Calimera ricorda l’incendio del 1960: teatro e memoria

di Davide Tommasi

A 65 anni dall’incendio del 1960, un’opera teatrale commuove la comunità tra arte, storia e dignità

Calimera, 12 giugno 2025 – Il teatro incontra la memoria nel cuore del Salento. Si è svolto con grande partecipazione di pubblico, nel rione 167 A di Calimera presso la cappella di Sant’Antonio, lo spettacolo “Quel fuoco che mi porto dentro”, evento speciale inserito nei festeggiamenti della tradizionale Festa dei Lampioni di San Luigi e di Sant’Antonio.

Un appuntamento sentito, pensato per ricordare una pagina dolorosa della storia di Calimera: l’incendio che il 13 giugno 1960 devastò la fabbrica di tabacco di Largo Immacolata, portando via la vita a sei donne tabacchine. Una tragedia che, a 65 anni di distanza, brucia ancora nella memoria collettiva della comunità.

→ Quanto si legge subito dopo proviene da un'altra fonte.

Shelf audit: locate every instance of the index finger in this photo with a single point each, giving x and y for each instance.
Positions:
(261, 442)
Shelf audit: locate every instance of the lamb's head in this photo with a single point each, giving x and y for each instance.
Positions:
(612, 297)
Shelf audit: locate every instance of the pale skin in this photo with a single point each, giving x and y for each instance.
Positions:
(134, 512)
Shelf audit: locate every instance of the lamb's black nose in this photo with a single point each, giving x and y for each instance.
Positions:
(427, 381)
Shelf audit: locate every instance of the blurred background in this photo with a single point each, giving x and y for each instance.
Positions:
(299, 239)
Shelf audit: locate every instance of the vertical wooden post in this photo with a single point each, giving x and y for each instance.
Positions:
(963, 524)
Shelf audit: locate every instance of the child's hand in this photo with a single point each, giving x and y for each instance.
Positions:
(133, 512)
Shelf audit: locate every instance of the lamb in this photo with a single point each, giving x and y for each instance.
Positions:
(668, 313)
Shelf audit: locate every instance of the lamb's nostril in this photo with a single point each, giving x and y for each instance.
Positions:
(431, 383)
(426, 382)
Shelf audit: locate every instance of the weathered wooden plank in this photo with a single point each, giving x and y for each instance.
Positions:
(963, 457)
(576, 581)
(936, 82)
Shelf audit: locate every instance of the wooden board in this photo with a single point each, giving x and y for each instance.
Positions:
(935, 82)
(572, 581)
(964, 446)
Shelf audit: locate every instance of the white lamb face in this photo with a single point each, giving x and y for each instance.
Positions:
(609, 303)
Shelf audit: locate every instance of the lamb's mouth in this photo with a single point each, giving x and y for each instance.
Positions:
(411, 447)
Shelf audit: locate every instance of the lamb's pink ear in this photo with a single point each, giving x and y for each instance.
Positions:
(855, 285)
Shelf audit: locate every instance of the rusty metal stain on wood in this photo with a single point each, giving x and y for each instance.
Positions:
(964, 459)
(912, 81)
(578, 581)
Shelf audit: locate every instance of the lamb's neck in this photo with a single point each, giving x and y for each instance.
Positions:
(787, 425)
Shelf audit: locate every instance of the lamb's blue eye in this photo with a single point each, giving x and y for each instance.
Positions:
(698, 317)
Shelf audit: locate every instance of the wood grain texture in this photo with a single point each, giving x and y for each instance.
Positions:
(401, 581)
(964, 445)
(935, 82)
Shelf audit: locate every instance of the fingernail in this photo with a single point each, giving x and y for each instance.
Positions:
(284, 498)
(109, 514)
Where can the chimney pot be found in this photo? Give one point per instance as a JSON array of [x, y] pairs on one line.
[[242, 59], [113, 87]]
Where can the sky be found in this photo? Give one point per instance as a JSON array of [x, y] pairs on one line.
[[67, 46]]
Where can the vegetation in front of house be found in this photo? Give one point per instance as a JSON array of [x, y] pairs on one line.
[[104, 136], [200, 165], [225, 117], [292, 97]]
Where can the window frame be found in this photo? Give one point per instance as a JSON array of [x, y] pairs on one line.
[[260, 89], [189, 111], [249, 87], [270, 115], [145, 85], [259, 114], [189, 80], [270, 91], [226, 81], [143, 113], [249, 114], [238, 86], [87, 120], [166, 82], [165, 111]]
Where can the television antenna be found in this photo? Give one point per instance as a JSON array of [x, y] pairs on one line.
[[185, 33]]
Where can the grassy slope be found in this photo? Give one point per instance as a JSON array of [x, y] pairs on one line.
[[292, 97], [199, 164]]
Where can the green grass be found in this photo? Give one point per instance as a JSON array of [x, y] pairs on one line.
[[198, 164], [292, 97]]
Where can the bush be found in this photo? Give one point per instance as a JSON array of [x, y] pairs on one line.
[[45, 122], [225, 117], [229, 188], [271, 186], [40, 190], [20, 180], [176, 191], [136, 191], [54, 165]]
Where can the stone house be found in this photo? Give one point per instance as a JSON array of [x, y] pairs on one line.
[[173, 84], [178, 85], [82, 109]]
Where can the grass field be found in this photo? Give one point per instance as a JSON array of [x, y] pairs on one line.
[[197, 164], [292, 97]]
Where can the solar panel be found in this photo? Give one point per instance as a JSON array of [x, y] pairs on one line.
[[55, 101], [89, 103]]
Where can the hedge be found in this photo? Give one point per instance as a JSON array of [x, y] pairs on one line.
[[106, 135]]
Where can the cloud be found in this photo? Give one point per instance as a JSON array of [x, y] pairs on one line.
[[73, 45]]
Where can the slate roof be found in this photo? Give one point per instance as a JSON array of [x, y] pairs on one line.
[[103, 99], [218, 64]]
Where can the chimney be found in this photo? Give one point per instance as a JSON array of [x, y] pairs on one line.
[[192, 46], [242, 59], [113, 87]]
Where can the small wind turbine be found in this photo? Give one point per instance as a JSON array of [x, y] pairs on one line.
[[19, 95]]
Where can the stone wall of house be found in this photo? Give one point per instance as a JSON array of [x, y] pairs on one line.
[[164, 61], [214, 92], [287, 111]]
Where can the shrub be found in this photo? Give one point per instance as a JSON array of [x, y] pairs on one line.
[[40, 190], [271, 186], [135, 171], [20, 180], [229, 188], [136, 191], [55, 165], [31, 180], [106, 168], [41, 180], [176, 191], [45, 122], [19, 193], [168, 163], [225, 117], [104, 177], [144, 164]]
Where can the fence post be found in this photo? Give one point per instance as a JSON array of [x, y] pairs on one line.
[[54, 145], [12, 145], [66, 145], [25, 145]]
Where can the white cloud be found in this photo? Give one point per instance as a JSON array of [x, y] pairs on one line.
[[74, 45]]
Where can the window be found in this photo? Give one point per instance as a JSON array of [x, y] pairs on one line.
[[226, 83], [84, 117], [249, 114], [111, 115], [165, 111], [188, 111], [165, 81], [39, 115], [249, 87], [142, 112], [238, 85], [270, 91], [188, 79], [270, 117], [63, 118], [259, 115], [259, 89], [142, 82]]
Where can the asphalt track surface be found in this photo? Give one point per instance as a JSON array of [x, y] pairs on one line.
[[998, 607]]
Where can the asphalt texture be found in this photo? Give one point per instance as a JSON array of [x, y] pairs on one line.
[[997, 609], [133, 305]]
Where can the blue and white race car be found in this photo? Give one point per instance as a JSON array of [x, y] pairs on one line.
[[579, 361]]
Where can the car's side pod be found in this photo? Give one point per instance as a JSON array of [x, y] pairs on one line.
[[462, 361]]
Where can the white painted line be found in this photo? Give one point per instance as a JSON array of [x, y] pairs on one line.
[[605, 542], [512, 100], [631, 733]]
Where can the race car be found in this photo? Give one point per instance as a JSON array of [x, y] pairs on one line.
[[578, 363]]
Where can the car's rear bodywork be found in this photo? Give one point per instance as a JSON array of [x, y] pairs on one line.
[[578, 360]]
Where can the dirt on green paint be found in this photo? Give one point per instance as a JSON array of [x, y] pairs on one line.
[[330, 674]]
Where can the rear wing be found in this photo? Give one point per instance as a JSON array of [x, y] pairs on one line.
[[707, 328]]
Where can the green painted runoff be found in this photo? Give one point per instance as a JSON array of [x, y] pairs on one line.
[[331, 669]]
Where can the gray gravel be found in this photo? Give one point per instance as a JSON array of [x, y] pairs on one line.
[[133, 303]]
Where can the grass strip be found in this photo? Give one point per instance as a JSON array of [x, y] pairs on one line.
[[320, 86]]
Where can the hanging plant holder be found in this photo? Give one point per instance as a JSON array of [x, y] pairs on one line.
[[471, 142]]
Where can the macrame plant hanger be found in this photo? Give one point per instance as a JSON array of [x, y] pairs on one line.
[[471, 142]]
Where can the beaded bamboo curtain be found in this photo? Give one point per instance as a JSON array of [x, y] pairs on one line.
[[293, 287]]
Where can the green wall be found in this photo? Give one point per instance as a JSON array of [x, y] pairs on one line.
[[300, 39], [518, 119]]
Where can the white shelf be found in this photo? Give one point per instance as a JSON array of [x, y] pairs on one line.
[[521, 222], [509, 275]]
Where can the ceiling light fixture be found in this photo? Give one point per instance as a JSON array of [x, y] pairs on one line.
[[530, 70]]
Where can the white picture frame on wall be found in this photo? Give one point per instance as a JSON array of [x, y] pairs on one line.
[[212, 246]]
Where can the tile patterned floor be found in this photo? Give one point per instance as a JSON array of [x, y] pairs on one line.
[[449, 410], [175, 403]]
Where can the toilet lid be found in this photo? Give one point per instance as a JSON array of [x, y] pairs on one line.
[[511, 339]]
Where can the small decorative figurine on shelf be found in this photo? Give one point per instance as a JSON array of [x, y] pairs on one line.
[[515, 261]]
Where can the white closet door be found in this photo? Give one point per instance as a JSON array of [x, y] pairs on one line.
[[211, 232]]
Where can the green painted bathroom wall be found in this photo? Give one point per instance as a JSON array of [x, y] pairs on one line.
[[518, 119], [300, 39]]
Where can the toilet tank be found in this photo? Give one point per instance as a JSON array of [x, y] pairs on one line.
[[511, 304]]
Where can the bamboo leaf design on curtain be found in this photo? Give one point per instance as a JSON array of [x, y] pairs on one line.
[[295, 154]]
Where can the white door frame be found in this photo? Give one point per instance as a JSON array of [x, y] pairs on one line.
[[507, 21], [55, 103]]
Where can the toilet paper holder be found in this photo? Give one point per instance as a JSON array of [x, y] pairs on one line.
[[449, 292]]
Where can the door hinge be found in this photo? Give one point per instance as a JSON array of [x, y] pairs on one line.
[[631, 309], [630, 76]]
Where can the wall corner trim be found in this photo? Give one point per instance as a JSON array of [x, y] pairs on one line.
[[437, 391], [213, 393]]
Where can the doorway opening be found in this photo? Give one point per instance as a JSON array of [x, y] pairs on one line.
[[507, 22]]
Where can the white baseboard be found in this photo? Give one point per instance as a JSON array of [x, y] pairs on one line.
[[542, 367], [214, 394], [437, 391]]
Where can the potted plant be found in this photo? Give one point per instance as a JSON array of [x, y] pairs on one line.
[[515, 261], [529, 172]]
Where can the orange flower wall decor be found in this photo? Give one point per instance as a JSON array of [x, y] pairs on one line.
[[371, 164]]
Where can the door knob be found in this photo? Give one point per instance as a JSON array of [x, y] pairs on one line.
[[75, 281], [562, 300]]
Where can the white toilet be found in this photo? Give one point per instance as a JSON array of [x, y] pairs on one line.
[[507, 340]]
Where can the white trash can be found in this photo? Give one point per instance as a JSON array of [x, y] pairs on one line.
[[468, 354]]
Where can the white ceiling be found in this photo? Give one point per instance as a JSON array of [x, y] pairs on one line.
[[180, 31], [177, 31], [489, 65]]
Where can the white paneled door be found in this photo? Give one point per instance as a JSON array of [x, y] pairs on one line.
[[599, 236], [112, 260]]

A proporre lo spettacolo l’associazione “Ci Siamo”, con l’intento non solo di ricostruire la memoria storica dell’evento, ma anche di restituire dignità a un mestiere ormai scomparso, quello delle tabacchine, vero pilastro dell’economia salentina di un tempo.

A introdurre la serata, il vicepresidente dell’associazione Farizio Aprile e il presidente Gianluca Rosato, che hanno illustrato al pubblico le iniziative previste nelle due serate del 12 e 13 giugno, tutte dedicate alla memoria e alla cultura del territorio.

Autorità e istituzioni unite nel ricordo
Presenti all’evento anche i sindaci di Calimera, Gianluca Tommasi, e di Caprarica di Lecce, Paolo Greco. Entrambi hanno sottolineato l’importanza educativa e culturale dell’iniziativa: «Eventi come questo ci aiutano a non dimenticare, trasmettendo valori di dignità e memoria alle nuove generazioni», hanno dichiarato.

Anche l’assessore Brizio Maggiore ha ribadito il valore della cultura e dell’arte come strumenti per mantenere viva la memoria e far conoscere ai giovani la durezza delle condizioni lavorative del passato.

Una storia tra passato e presente
Scritto da Mario Montinaro e Guido Giampietro, con l’adattamento teatrale di Biagio Delle Donne, “Quel fuoco che mi porto dentro” racconta la tragedia attraverso un dialogo immaginario tra passato e presente. Protagonista è un anziano, interpretato da Mario Montinaro, che riceve in sogno la visita dello spirito della moglie, una delle vittime dell’incendio. Accanto a lui, il figlio (Marcello Morello) e la nipote Viola (Carla Persano), in un racconto che esplora dolore, silenzi e ricerca della verità familiare.

Particolarmente toccante il dialogo tra nonno e nipote, con il pubblico coinvolto e commosso in più momenti dello spettacolo. Applausi lunghi e sentiti hanno accompagnato l’intera rappresentazione.

Tra le fonti d’ispirazione, anche il racconto “Gli Angeli dal grembiule bianco” di Maria Roca Montinaro, presente in sala e visibilmente commossa. A fine spettacolo ha indossato simbolicamente il grembiule delle lavoratrici del tabacco, in un gesto di rispetto e memoria condivisa.

Le testimonianze della memoria
Molto forti anche le parole di Carmelo Palano, che ha ricordato non solo le difficili condizioni delle tabacchine, ma anche le ingiustizie subite dopo la tragedia: «Lo Stato non fu giusto. Pochi spiccioli come risarcimento e pene lievi per i responsabili. Eppure quella dignità è rimasta viva in tutti noi», ha raccontato con emozione.

Profondo anche l’intervento di Antonio Palano, figlio di una delle vittime: «Mi sono mancate le carezze di mia madre, quelle che vedevo ricevere dai miei coetanei. Questa ferita ce la portiamo dentro, ma sapere che la comunità ancora oggi ricorda ci dà forza e consolazione».

Un’opera corale
Lo spettacolo, nato come monologo, è stato trasformato in una vera e propria opera corale, con nuovi personaggi e approfondimenti psicologici e sociali. Il titolo in italiano ha sostituito quello originario in dialetto (“Lu focu… lu focu”), a sottolineare l’universalità del messaggio.

A completare l’opera una canzone originale di Antonio Ottino, ispirata a un’antica poesia in vernacolo. La scenografia di Biagio Delle Donne e gli effetti audio e luci di Giulio Salamanca hanno reso l’esperienza ancora più immersiva.

Il teatro, ancora una volta, si è dimostrato un potente strumento di memoria e coscienza civile, capace di trasformare il dolore in testimonianza e il passato in insegnamento per il futuro.